Seamus arrived five minutes later, startled and seemingly impressed to see the kids gathered around the dining room table in relative quiet.

“I see you’ve woken up on the right side of the bed this morning,” he said as he poured himself some joe. “I thought I’d have to pry you out of bed with a crowbar with that long face you had on last night, but here you are, running the Bennett Diner.”

I winked as we clinked mugs.

“Carpe diem, Padre,” I said.

Then something great happened. Something really great and even more unexpected. It was a text on my phone. A suggestion, along with some instructions.

“What is it? What’s up?” Seamus said.

“Stay right there,” I said, running into my bedroom.

When I came back to the dining room, I was holding my laptop. I cleared away some dishes and laid it on the corner of the table and turned it on.

“What are you doing, Daddy?” Chrissy said, trying to peek.

“It’s a surprise,” I said. “You can’t look. Just wait one sec.”

I clicked some more buttons, changing screens.

“Ta-da!” I said as I held up the laptop to show Mary Catherine smiling ear-to-ear on Skype.

“Mary Catherine!” everyone cried at once.

Chairs scraped loudly as the kids rushed over beside me. Chrissy and Shawna jumped into my lap as Seamus practically jumped on my back. A dozen heads bonked together as everyone tried to get a look at our long-lost nanny.

“Now would you look at all the happy faces,” Mary Catherine said. “On a Tuesday morning before school, no less. I guess I’m not that missed after all, seeing you so happy.”

“Noooo!” Shawna cried. “We miss you! We really, really miss you!”

“I miss you, too, Shawna. Like you wouldn’t believe,” Mary Catherine said. “I feel like I’ve been gone a year. How long has it been?”

“Ten years,” I said.

“Guess what we named the puppy, Mary Catherine?” Fiona said, holding him up to the screen.

“Tell me,” Mary Catherine said, smiling widely.

“Jasper!” the kids cried out together.

“And don’t forget that the hamster’s name is now Puddles. That suggestion was me own, actually, on account of his reaction each time I pick up the nervous little fella,” Seamus said as the little ones giggled.

“I love you all. That includes Jasper and Puddles. I’ll be home to you as soon as I can. Bye now,” Mary Catherine said as she clicked off the connection.

“Not soon enough, Mary Catherine,” I mumbled to the blank gray screen.

CHAPTER
83

 

AFTER DROPPING THE KIDS
off at school, I drove up on a loud commotion by the Harlem squad’s office building on 125th Street.

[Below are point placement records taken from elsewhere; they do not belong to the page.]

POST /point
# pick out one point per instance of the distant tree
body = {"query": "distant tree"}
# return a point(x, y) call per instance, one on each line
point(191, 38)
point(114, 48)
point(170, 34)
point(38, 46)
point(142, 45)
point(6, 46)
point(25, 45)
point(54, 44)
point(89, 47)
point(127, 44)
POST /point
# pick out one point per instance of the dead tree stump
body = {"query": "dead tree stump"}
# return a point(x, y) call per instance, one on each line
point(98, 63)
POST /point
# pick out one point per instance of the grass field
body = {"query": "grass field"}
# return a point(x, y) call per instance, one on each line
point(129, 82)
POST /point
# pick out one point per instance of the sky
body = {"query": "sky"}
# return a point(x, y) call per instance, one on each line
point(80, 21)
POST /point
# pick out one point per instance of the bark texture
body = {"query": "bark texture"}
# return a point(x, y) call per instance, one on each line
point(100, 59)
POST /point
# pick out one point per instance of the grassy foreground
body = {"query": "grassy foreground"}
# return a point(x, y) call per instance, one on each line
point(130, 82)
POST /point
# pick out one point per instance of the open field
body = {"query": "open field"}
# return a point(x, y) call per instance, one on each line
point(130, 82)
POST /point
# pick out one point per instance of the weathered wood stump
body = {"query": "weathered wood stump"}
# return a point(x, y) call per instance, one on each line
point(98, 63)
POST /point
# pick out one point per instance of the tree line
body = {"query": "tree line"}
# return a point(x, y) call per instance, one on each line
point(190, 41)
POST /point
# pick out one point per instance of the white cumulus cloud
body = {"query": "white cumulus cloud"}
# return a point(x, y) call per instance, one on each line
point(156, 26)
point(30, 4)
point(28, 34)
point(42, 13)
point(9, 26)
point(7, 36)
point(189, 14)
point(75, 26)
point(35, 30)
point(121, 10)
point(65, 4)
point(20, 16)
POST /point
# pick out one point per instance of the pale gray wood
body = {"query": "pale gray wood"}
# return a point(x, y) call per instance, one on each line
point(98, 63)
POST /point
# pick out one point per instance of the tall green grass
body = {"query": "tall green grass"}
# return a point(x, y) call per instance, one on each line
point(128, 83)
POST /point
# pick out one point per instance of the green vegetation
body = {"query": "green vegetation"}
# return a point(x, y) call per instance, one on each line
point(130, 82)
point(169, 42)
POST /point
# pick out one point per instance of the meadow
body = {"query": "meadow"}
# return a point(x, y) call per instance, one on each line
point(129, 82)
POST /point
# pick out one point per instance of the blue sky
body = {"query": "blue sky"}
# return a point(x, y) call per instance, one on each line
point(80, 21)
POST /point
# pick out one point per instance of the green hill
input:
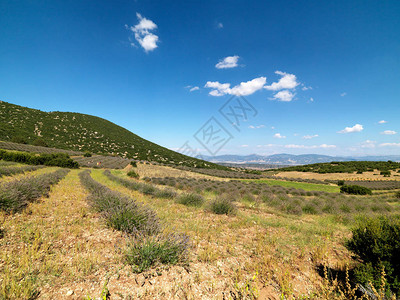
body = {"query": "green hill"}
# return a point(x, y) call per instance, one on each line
point(80, 132)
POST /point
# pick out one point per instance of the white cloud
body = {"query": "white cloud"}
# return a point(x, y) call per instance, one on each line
point(323, 146)
point(389, 132)
point(279, 136)
point(285, 96)
point(243, 89)
point(368, 144)
point(287, 81)
point(355, 128)
point(143, 34)
point(308, 137)
point(390, 145)
point(256, 127)
point(228, 62)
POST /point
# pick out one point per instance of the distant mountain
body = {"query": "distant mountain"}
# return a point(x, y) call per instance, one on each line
point(80, 132)
point(291, 159)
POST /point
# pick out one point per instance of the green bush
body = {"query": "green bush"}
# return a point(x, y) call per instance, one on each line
point(146, 252)
point(376, 241)
point(56, 159)
point(223, 206)
point(87, 154)
point(355, 190)
point(191, 199)
point(132, 174)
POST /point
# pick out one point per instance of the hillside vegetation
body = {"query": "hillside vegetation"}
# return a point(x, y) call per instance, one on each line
point(345, 167)
point(80, 132)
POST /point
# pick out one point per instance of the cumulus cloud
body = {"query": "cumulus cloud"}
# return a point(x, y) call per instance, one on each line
point(323, 146)
point(143, 33)
point(243, 89)
point(285, 96)
point(368, 144)
point(279, 136)
point(388, 132)
point(228, 62)
point(390, 145)
point(355, 128)
point(287, 81)
point(256, 127)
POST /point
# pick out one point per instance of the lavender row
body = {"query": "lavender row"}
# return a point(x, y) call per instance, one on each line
point(16, 194)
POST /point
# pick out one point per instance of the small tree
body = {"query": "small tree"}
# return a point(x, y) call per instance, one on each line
point(18, 139)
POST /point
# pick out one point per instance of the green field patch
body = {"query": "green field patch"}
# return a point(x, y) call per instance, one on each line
point(298, 185)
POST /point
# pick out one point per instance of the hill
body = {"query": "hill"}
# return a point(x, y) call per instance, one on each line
point(81, 132)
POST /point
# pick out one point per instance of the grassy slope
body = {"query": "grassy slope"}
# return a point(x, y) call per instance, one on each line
point(298, 185)
point(80, 132)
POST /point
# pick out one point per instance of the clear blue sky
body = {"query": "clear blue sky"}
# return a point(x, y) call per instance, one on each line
point(323, 76)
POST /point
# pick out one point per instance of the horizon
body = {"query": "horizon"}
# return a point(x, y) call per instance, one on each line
point(319, 78)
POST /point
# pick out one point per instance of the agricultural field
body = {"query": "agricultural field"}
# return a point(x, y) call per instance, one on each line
point(95, 233)
point(100, 161)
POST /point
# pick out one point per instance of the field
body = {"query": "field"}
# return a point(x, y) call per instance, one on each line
point(272, 243)
point(299, 185)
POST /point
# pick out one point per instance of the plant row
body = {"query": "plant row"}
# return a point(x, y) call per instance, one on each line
point(345, 167)
point(148, 245)
point(8, 171)
point(56, 159)
point(100, 161)
point(288, 200)
point(16, 194)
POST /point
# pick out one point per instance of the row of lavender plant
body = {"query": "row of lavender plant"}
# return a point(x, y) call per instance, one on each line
point(145, 188)
point(148, 244)
point(12, 170)
point(16, 194)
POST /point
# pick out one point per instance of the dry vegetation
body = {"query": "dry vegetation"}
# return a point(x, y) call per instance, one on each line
point(60, 247)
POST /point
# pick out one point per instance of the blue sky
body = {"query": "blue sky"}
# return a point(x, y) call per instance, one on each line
point(322, 76)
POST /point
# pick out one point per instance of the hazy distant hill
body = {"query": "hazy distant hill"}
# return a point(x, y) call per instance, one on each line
point(80, 132)
point(290, 159)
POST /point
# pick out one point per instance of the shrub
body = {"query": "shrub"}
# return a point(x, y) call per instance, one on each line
point(15, 195)
point(132, 174)
point(121, 212)
point(146, 252)
point(191, 199)
point(222, 206)
point(355, 190)
point(376, 241)
point(87, 154)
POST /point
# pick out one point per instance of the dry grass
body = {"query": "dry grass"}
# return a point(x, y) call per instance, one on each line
point(59, 245)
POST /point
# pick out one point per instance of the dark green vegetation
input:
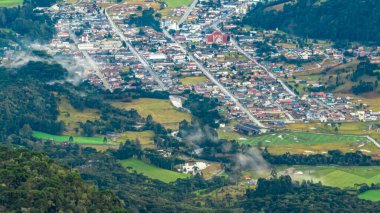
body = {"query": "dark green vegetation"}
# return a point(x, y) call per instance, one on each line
point(138, 192)
point(332, 157)
point(30, 181)
point(204, 109)
point(26, 102)
point(280, 193)
point(26, 22)
point(361, 178)
point(372, 195)
point(332, 19)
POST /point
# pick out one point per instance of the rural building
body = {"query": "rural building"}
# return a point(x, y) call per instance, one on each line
point(248, 129)
point(217, 37)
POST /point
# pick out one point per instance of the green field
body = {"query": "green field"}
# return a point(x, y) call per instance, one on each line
point(336, 176)
point(371, 195)
point(177, 3)
point(10, 3)
point(311, 143)
point(304, 138)
point(145, 138)
point(151, 171)
point(161, 110)
point(60, 139)
point(188, 81)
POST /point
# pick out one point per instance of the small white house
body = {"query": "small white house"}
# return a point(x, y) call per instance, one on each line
point(193, 167)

As I parked behind a donut cart near the corner of Adam Clayton Powell Boulevard, I could see a one-legged homeless guy on the plaza in front of the building. He was putting on some kind of a show. Jumping around energetically like a middle-aged black pogo stick, he was shaking a coin-filled coffee cup while singing the Marvin Gaye classic “Let’s Get It On” at the top of his lungs.

Was he harmless? Dangerous? Bath-salted? I wondered as I stepped toward him. Entertaining? Definitely.

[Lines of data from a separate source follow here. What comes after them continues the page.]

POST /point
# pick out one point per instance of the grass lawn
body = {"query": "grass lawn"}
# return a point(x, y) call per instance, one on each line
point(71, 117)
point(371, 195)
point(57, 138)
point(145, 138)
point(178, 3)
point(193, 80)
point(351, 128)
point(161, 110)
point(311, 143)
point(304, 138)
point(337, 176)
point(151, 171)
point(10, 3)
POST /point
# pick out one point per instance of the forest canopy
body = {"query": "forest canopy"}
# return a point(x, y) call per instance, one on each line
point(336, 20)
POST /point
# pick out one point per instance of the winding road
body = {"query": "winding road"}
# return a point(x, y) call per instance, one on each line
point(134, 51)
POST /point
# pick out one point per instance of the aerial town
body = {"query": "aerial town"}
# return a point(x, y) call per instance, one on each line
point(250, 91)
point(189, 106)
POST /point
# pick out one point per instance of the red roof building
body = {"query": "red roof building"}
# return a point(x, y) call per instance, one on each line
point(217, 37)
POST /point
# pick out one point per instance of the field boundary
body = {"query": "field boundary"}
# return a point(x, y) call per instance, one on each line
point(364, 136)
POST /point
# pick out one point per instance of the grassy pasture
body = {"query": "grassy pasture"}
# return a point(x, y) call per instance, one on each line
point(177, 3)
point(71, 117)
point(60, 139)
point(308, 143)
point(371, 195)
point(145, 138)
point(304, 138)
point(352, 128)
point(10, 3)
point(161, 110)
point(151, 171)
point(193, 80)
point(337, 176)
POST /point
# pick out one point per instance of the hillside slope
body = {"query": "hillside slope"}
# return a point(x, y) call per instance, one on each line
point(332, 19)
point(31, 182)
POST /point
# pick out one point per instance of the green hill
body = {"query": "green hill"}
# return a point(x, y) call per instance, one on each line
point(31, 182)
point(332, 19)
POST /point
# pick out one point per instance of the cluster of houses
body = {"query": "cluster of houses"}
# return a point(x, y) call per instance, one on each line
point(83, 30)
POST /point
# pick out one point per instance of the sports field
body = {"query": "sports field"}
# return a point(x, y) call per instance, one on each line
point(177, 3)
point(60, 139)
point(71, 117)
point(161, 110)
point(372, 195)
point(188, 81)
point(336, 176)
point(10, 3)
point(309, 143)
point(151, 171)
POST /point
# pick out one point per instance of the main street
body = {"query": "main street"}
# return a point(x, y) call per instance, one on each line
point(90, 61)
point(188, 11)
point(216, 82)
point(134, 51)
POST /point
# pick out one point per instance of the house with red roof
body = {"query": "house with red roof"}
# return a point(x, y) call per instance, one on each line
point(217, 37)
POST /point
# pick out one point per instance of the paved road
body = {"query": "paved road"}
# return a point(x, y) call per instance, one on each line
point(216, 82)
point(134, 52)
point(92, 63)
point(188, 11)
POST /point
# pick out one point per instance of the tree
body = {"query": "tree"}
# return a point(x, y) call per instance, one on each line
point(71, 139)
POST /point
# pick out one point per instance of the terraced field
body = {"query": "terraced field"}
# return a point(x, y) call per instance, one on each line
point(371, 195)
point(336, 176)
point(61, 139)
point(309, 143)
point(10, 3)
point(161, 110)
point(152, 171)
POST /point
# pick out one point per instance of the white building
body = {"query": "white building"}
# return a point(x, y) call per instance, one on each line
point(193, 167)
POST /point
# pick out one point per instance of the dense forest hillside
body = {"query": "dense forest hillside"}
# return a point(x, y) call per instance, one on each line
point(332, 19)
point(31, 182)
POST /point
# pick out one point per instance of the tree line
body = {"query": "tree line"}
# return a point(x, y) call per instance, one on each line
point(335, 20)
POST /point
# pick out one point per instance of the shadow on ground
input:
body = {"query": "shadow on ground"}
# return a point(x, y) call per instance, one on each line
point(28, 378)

“Well, hello there, sir. Tucker Johnson’s the name,” the man said, jingling the change in his coffee cup like a tambourine as he hopped toward me with a surprising athletic alacrity. “You have a request? What can ol’ Tucker sing for you? You like the Platters? I do a real nice ‘Twilight Time.’”

I shook my head. I could smell the cheap wine off him from ten feet. Handicapped people are able to accomplish a lot of amazing things that deserve applause. But drinking oneself into oblivion by eight-thirty in the morning isn’t one of them.

“I don’t mind you hanging out, Tucker. You just can’t hang out here making so much noise, bothering the good people of the world trying to go to work. No singing until noon. At least. Also, getting sober first might be nice.”

“Ah, man. I ain’t hurtin’ no one,” he said. “I’m just tryin’ to spread a little sonic joy out here this morning. Plus this is my work, man. You gonna put an artist outta work?”

“Fine,” I said. “How does ten bucks sound to go away?” I reached into my wallet.

“Twenty sounds better,” Tucker said, getting surly.

“Twenty what?” I said, staring at him sternly. “Days in jail for disturbing the peace?”

“On second thought, ten’ll do just fine,” Tucker said, brightening.

The crowd waiting at the donut cart on the corner of 125th gave me a cheer as I escorted Tucker Johnson on his way. I took a modest bow before heading back toward the building. And why not? Not even in the office yet and I’d already solved my first civil disturbance of the day.

But before I got even halfway to the building’s front door, my phone rang. It was Arturo.

“Mike, I just picked up the office phone. A cop stationed over at Harlem Hospital said Rachel Wecht just came in, in terrible shape.”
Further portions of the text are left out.